The site's down! Quick! Tell the customers!

Today Zerigo, a major DNS provider, went offline for an extended vacation.

It's going on 10 hours since they've gone down and their status page and Twitter haven't been updated in over two hours.  Does this make me happy as a customer?  (NO, NO IT DOES NOT AT ALL — ed.)

Long-term success comes from making customer relationships the HIGHEST priority.  I'd even place it one peg higher than actually fixing the problem.  Of course the problem needs to be fixed, and right quick!  But unless the problem is truly a "one minute fix," sending information to the customers should be the very first thing that an Ops team does!

"The site's down, I don't know why"

This is what's running through your customer's mind.  All it takes is ONE tweet, one update to the status page: "Hey, we know this is down!  We're on it and will let you know what's up ASAP."  In the absence of that tiny scrap of information customers are left with… vague uncertainty, and the seeds of distrust.

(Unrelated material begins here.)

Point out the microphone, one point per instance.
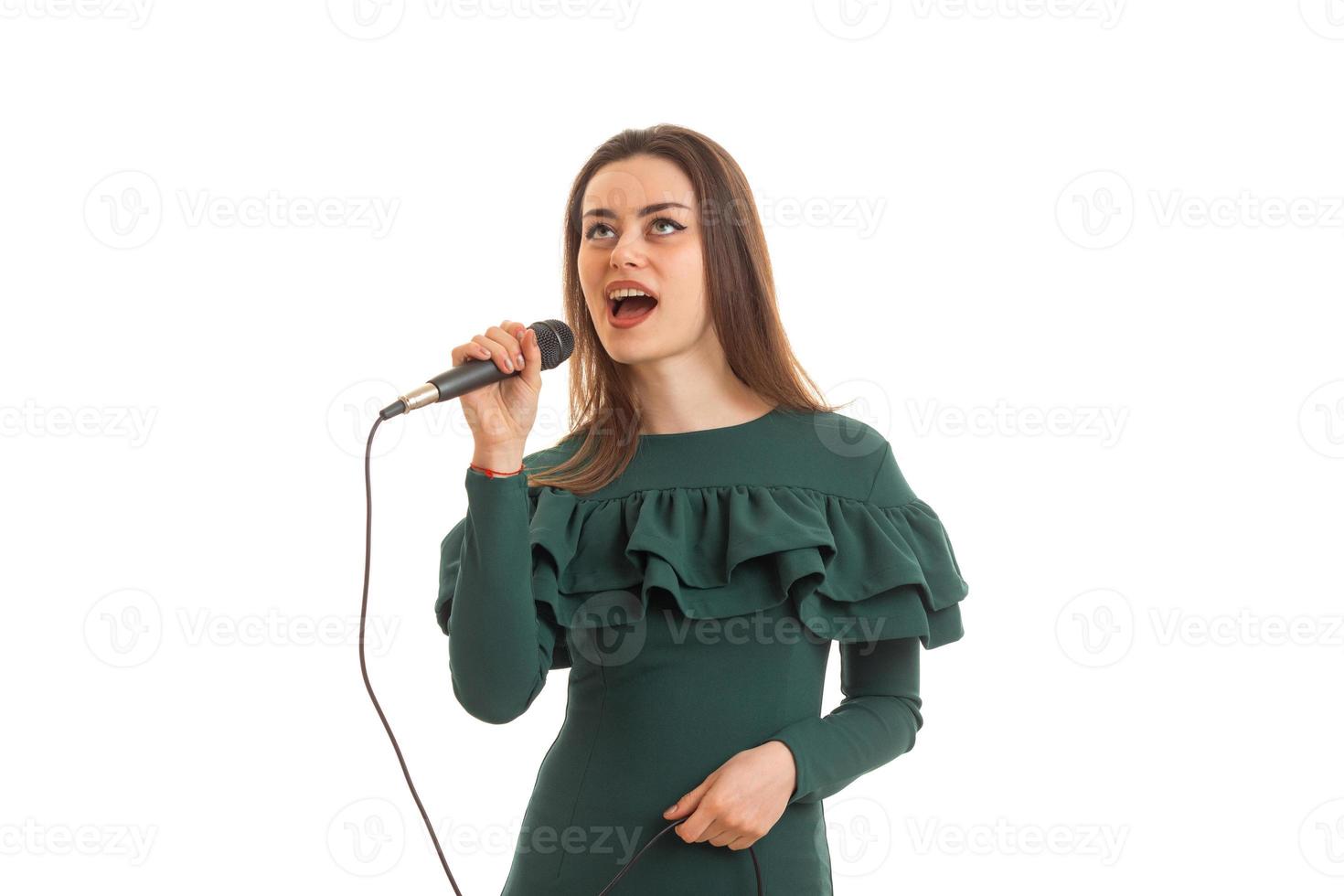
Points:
(554, 338)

Don't let that distrust grow for even a second—tell the customer NOW what's going on and fix it as soon as possible.  If it takes longer than 10–15 minutes to fix, update customers again so they know what's happening.  Keep updating them until the problem's completely fixed!

Communicate Consistently

This is something we try very hard to do at my current workplace.  We have businesses relying on us for their main revenue source, and we necessarily take downtime very seriously.

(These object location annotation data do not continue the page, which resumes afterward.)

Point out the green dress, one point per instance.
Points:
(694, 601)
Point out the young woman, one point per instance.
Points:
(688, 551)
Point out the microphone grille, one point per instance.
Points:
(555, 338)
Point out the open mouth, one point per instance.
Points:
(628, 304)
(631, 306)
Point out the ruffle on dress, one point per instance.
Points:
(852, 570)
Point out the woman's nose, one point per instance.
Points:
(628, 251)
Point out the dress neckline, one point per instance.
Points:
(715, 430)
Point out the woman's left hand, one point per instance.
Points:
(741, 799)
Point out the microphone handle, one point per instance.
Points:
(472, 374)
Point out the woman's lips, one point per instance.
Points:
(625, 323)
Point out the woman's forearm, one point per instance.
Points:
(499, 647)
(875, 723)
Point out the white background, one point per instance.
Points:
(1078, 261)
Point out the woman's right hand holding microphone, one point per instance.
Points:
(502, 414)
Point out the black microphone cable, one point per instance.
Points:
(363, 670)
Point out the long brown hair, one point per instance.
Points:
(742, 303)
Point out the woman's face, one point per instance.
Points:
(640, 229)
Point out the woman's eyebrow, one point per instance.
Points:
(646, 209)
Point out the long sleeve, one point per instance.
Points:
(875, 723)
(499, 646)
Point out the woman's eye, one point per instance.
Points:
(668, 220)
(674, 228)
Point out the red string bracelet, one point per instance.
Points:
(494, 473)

But we still let the customer know what's happening—almost as soon as we know it ourselves!  This means working together as a team, planning in advance, and having tools and systems in place to make this kind of communication as easy as possible.

"Tell the customer first" is the opposite of usual Ops behavior—when downtime hits, updating the status page is the LAST thing that's usually thought of.  FIRST, put out the fire, then update status and Twitter when the flames die back.  If you were quick enough, maybe no one noticed the downtime and you don't have to update at all!

What's the problem with this approach?  It's utterly invisible to the customer.  The customer is indeed well served by a quick resolution to the problem.

But what if it's not quick?  And what about the 100 people that DID notice during that "one minute" that aren't going to email you demanding explanation?  How many will simply go elsewhere?

Empower your Ops

This is why Ops teams should have access to your company's Twitter feed.  This is why you need a status page.  Posting to these things should be as low-friction as possible.  This is why you need a culture of sharing critical information with customers as soon as you're made aware of it.

Customers can forgive downtime, even extended downtimes, so long as there's a good explanation, a sincere apology, and steps taken to ensure that it won't happen again.  Communication goes a long way toward keeping good will, and I'd rather err on the side of over-communication than leave people scratching their heads, gnashing their teeth, and pounding their keyboards in frustration.